NB: This class will be taught in person at HVWC in the Philipse Manor Train Station in Sleepy Hollow, NY. It is capped at 10 students. All must show proof of vaccination before attending the class. Please read our course policies page before registering for any class.
How do we write poems based on our memories if memory itself is so malleable and unreliable? Is it okay to change the details or combine memories? How can we use our memories to enhance our work? In this class we’ll talk about the different ways we remember according to our senses (visually, emotionally, etc) and read poems from a selection of contemporary poets that play with memory as a sometimes problematic road to the truth. Ahead of the class, please think about memories that can serve as a springboard for your poems: not just actions and landscapes, but specific impressions of sights, sounds, or words.

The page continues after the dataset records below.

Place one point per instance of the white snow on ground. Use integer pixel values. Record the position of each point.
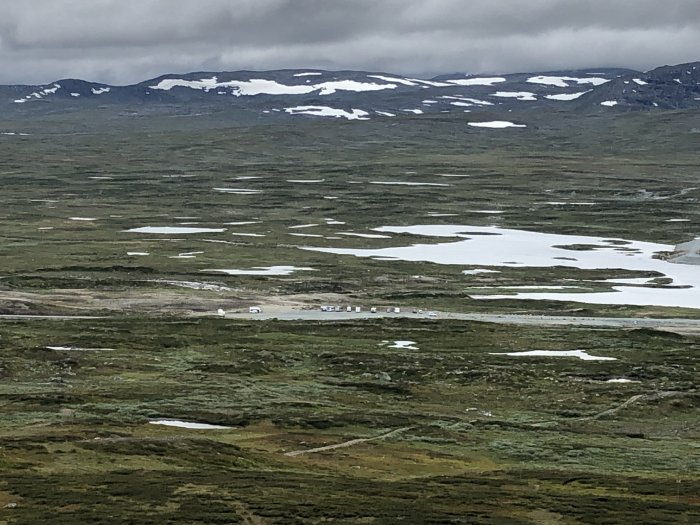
(496, 124)
(484, 81)
(565, 96)
(77, 349)
(581, 354)
(259, 86)
(242, 234)
(520, 95)
(325, 111)
(402, 345)
(366, 235)
(237, 191)
(175, 230)
(493, 246)
(262, 270)
(394, 80)
(401, 183)
(39, 94)
(431, 83)
(466, 99)
(564, 81)
(187, 424)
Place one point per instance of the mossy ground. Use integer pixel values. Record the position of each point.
(488, 439)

At the end of the class, participants will have new drafts for poems, ideas for future work, and tips for revision grounded in both memory and truth.
Lynn Melnick is the author of the poetry collections Refusenik (2022), Landscape with Sex and Violence (2017), and If I Should Say I Have Hope (2012), all with YesYes Books, and the coeditor of Please Excuse This Poem: 100 Poets for the Next Generation (Viking, 2015). I’ve Had to Think Up a Way to Survive: On Trauma, Persistence, and Dolly Parton is forthcoming from University of Texas Press in 2022.